Am anderen Ende des Parkplatzes befand sich ein graues Stallgebäude aus Schindeln. Dahinter führte ein Feldweg über eine Wiese und verlor sich in der Ferne in einem Wald.

Erica schob Josies Sitz nach vorne und stieg aus. Schnell schirmte sie die Augen gegen das grelle Sonnenlicht ab. „Wartet auf mich!“, rief sie Melissa und ihren beiden Schwestern nach, die schon über den Parkplatz auf das weit geöffnete Stalltor zuliefen.

„Hey, Chuck! Chuck!“, rief Josie und winkte einem blonden jungen Mann in Jeans und verwaschenem blauen Hemd zu, der zwei Pferde am Führstrick hinter sich herzog. Er blieb stehen, um die Mädchen zu begrüßen.

Als Erica den anderen in den Schatten vor dem Stallgebäude folgte, verwandelte sich ihre Aufregung plötzlich in Angst.

„Ahh!“

Erschrocken schrie sie auf, als eines der Pferde den Kopf zurückwarf und laut wieherte.

„Eigentlich will ich gar nicht reiten“, durchzuckte es Erica.

Auf einmal kamen ihr die Pferde unheimlich groß vor.

Erica war nicht sonderlich sportlich. Josie war das Sportass in der Familie. Sie hatte schon ein paar Tennisturniere gewonnen, schwamm wie ein Fisch, spielte außerdem gern Football und lief im Winter Schlittschuh.

„Warum bin ich überhaupt hierher mitgekommen?“, fragte sich Erica. Im Gegensatz zu ihren Schwestern war sie nicht sonderlich mutig, ging jedem Risiko aus dem Weg. Am liebsten stand sie mit beiden Beinen fest auf dem Boden.

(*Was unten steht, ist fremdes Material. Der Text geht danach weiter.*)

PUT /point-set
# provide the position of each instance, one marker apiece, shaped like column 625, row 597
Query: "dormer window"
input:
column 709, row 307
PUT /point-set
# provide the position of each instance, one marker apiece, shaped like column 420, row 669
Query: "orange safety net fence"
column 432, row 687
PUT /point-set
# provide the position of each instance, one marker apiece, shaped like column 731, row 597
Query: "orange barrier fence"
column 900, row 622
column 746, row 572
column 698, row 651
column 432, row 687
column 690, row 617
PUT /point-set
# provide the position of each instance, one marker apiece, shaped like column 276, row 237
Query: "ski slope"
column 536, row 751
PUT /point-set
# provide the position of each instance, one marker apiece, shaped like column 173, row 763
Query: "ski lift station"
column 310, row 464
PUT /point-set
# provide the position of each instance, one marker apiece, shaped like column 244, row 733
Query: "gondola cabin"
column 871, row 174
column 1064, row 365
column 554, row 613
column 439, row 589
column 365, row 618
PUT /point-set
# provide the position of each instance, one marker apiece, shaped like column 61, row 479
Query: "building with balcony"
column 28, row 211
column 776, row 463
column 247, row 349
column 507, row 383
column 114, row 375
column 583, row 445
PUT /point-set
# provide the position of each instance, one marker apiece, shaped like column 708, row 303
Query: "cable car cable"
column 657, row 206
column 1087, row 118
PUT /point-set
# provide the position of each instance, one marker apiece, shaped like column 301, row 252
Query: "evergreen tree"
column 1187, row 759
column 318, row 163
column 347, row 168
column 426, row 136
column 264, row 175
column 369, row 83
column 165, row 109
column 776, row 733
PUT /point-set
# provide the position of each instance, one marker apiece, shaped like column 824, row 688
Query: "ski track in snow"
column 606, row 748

Sie ließ sich etwas zurückfallen, als Melissa, Josie und Rachel Chuck in den Stall folgten und fröhlich mit ihm schwatzten und lachten. Er sah wirklich toll aus, das musste sie zugeben. Josie hatte einen guten Geschmack, was Jungs anging.

Dabei hatte Josie schon einen festen Freund – Jerry Jenkman, der von allen aber nur Jenkman genannt wurde. Allerdings überlegte Josie, sich von ihm zu trennen. Sie wechselte die Freunde wie die Unterwäsche, dachte Erica und musste schmunzeln.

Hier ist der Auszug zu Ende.